This week, we review:
⭐ Tower+: Bridging Generality and Translation Specialization in Multilingual LLMs
SparseLoRA: Accelerating LLM Fine-Tuning with Contextual Sparsity
FineWeb2: One Pipeline to Scale Them All -- Adapting Pre-Training Data Processing to Every Language
⭐: Papers that I particularly recommend reading.
New code repositories (list of all repositories):
⭐ Tower+: Bridging Generality and Translation Specialization in Multilingual LLMs

Recent studies show that proprietary LLMs like GPT-4o and Claude 3.7 are top-tier in translation, but open-weight models are catching up fast. With the right fine-tuning, some of these open models now rival or outperform closed models in translation quality. However, pushing for high translation performance often comes at the expense of general-purpose abilities. A clear example is TOWER V2: it's excellent at translation, winning most language pairs in WMT24, but falls behind in conversational benchmarks like GPT-4o or Claude 3.
This tradeoff, translation accuracy versus general utility, is increasingly problematic. Specialized models may falter when asked to follow formatting guidelines or apply specific terminology, especially in more complex translation tasks. This limitation is made visible in a new benchmark called IF-MT, which tests how well a model can translate and follow instructions. On IF-MT, translation-focused models struggle, showing that narrowing a model's focus can hinder its broader capabilities.
To tackle this, the paper introduces a refined training pipeline aimed at achieving strong translation quality without sacrificing general-purpose performance. The updated approach builds on earlier TOWER models, adding key adjustments. One is modifying the continued pretraining stage to include a small amount of instruction-style data early on.

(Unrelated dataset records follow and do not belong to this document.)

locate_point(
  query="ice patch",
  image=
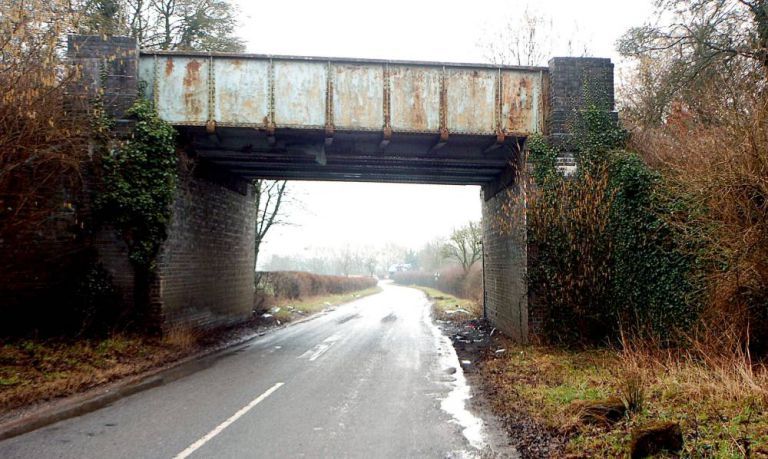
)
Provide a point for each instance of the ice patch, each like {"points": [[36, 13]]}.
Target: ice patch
{"points": [[455, 403]]}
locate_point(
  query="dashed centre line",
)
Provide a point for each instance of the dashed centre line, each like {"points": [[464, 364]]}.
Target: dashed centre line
{"points": [[196, 445]]}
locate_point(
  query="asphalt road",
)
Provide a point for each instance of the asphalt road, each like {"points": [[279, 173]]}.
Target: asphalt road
{"points": [[373, 378]]}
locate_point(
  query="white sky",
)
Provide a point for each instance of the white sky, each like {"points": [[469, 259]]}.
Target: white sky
{"points": [[336, 214]]}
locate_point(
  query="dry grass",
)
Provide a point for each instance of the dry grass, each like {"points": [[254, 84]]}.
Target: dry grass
{"points": [[449, 308], [291, 310], [33, 371], [717, 164], [721, 402]]}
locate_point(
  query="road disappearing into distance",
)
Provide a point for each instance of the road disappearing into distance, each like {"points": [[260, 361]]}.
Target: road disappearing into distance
{"points": [[372, 378]]}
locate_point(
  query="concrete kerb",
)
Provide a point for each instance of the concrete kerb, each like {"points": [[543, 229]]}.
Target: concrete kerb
{"points": [[95, 399]]}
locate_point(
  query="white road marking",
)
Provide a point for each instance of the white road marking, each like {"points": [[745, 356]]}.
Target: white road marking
{"points": [[196, 445]]}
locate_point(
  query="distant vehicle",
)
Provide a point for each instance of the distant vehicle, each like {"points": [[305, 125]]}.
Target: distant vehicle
{"points": [[399, 268]]}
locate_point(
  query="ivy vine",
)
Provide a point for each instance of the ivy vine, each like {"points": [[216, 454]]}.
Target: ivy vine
{"points": [[140, 176]]}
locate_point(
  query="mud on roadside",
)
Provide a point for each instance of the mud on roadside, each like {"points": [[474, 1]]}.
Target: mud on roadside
{"points": [[511, 434]]}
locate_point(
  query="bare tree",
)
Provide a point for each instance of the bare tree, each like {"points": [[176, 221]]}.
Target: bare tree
{"points": [[270, 196], [201, 25], [523, 40], [465, 245], [694, 47]]}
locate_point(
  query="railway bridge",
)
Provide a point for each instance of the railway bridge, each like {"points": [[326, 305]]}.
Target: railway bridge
{"points": [[242, 117]]}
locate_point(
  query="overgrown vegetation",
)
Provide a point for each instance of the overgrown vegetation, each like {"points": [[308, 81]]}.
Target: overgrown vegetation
{"points": [[605, 260], [697, 109], [138, 184], [38, 370], [720, 401]]}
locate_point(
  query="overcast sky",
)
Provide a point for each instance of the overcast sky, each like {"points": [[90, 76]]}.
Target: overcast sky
{"points": [[336, 214]]}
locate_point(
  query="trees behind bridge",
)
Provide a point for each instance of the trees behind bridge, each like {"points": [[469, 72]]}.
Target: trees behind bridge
{"points": [[665, 235], [189, 25], [50, 155]]}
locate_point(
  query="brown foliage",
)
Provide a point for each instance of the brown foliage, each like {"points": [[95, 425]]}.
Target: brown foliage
{"points": [[451, 280], [41, 144], [294, 285], [719, 166]]}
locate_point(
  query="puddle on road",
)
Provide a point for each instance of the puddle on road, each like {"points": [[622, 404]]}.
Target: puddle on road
{"points": [[455, 404]]}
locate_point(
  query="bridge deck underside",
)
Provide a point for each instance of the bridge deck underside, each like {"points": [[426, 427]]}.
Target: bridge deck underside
{"points": [[353, 156]]}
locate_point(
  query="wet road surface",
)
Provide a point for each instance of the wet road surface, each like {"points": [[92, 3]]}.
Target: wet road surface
{"points": [[372, 378]]}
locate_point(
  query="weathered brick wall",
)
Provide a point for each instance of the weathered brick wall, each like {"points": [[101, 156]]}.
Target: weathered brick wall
{"points": [[106, 65], [511, 303], [575, 82], [505, 263], [206, 267]]}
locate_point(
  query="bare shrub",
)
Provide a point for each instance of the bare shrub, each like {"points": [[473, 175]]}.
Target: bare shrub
{"points": [[294, 285], [720, 170], [451, 280], [41, 144]]}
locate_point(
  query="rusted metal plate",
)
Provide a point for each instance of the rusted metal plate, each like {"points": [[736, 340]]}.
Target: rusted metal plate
{"points": [[415, 96], [300, 94], [471, 101], [183, 90], [297, 93], [358, 96], [521, 102], [241, 91]]}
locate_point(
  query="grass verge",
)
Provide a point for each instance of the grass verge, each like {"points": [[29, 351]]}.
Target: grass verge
{"points": [[34, 371], [39, 370], [450, 308], [721, 405]]}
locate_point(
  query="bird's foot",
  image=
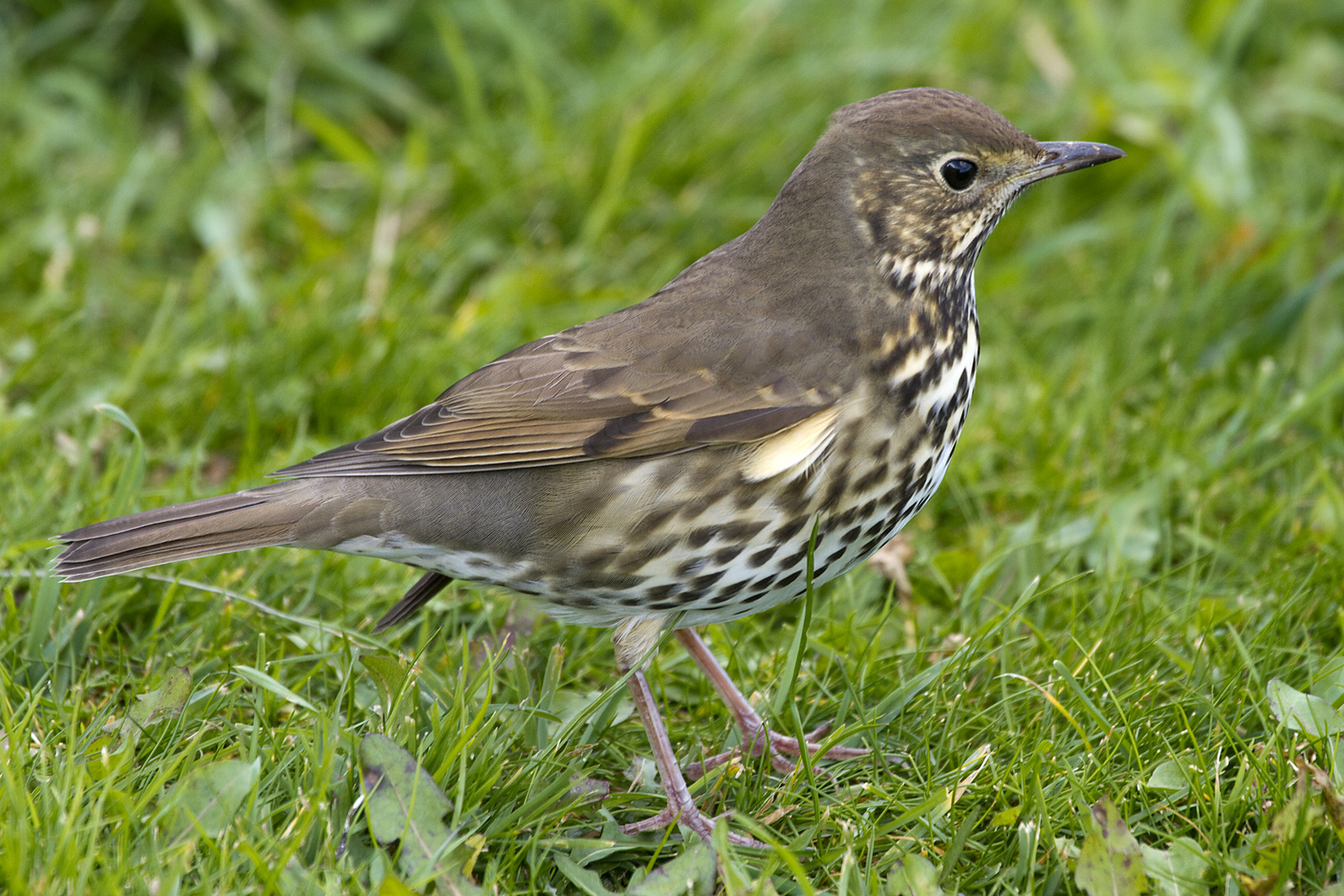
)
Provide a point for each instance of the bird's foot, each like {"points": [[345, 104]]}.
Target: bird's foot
{"points": [[776, 746], [683, 811]]}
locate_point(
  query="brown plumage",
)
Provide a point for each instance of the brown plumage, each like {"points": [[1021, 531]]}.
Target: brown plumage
{"points": [[665, 464]]}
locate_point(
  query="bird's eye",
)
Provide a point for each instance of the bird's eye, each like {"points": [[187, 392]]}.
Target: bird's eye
{"points": [[958, 173]]}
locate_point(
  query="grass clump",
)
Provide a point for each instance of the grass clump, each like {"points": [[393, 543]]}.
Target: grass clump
{"points": [[238, 234]]}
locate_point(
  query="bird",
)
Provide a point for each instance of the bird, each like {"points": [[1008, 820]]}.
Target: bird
{"points": [[796, 392]]}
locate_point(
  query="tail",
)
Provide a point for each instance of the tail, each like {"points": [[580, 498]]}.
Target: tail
{"points": [[254, 519]]}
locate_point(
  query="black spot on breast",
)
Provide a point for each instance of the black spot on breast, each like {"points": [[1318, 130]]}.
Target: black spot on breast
{"points": [[636, 558], [761, 557], [728, 553], [660, 592], [691, 566]]}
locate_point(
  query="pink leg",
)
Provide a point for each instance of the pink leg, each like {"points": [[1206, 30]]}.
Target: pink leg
{"points": [[756, 737], [680, 805]]}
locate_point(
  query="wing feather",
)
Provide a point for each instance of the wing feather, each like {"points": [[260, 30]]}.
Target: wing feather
{"points": [[594, 391]]}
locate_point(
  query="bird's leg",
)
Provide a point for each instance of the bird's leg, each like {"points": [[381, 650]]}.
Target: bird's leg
{"points": [[756, 737], [633, 640]]}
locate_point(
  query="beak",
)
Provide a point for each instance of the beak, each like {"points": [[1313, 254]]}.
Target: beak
{"points": [[1066, 156]]}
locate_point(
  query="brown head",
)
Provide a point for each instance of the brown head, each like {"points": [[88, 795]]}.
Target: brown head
{"points": [[934, 169], [923, 176]]}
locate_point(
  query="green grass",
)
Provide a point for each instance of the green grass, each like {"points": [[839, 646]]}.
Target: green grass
{"points": [[264, 230]]}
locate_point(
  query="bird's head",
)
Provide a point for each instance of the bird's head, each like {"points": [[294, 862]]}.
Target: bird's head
{"points": [[932, 171]]}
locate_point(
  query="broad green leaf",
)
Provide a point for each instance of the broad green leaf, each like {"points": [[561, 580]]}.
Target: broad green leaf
{"points": [[1177, 871], [388, 674], [262, 680], [1110, 863], [691, 874], [403, 804], [1303, 712], [207, 798], [913, 874]]}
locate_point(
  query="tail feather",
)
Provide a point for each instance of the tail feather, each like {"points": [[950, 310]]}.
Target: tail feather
{"points": [[254, 519]]}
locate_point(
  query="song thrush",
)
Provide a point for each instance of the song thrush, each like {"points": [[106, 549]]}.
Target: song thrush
{"points": [[665, 464]]}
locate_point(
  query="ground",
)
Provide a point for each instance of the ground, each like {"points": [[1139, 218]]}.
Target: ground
{"points": [[236, 234]]}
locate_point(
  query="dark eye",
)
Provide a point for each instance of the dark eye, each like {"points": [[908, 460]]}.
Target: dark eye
{"points": [[958, 173]]}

This helps the model retain general capabilities as it specializes. The supervised fine-tuning phase also shifts: translation now makes up just 22% of the data mix, with the rest covering diverse tasks like coding and Q&A, all to preserve balance.
They also add a sophisticated reward tuning phase using techniques like Weighted Preference Optimization (WPO) and Group Relative Policy Optimization (GRPO), supported by reward models designed to verify outputs. This stage further refines the model’s responses across tasks.
The models are here:
Hugging Face: Tower+ (CC-BY-NC-SA)
SparseLoRA: Accelerating LLM Fine-Tuning with Contextual Sparsity
LLMs are usually trained on massive general-purpose data and then fine-tuned for specific tasks or user preferences. But that fine-tuning gets pricey fast, especially for large models. Techniques like LoRA help reduce memory costs by updating weights in a low-rank way, and follow-ups like QLoRA and DoRA refine this further. But here’s the catch: while these methods save memory, they don’t necessarily speed up training.
This paper introduces SparseLoRA, which aims to fix that by tackling both memory and compute. The key idea is to use contextual sparsity, only compute gradients for a small, input-dependent subset of weights, instead of everything. To do this efficiently, they use an SVD-based estimator that selects which channels to update, adding almost no runtime overhead. It doesn’t need pretraining and adapts based on where you are in training, what part of the model you're updating, and what kind of tokens you're dealing with.
Results show it cuts compute costs by up to 2.2x and gives around a 1.6x speedup, all while holding accuracy steady on benchmarks like math reasoning, code gen, and instruction following. It’s the first approach to bring contextual sparsity into fine-tuning, not just inference, and it works surprisingly well.
They released their code here:
GitHub: z-lab/sparselora
FineWeb2: One Pipeline to Scale Them All -- Adapting Pre-Training Data Processing to Every Language
This paper proposes a new, scalable pipeline inspired by the methodology behind FineWeb (a state-of-the-art English dataset).
This version is language-aware. It adjusts its preprocessing automatically based on language-specific features and statistics, instead of applying the same filtering rules across all languages. The design was validated through controlled experiments across nine diverse languages, ensuring that results are based on meaningful evaluation tasks rather than superficial benchmarks.
Another contribution is a principled approach to rebalancing datasets by accounting for both duplication and quality scores, which improves model performance on globally deduplicated corpora. They show that models trained on language-specific corpora from this pipeline outperform those trained on existing multilingual datasets, including when tested on languages that weren't used to tune the pipeline.
Finally, they use this method to create FineWeb2, a massive multilingual dataset with 20 TB of data across 1,000+ languages, collected from Common Crawl snapshots spanning 2013–2024.
This is an excellent dataset that I use very often for various tasks.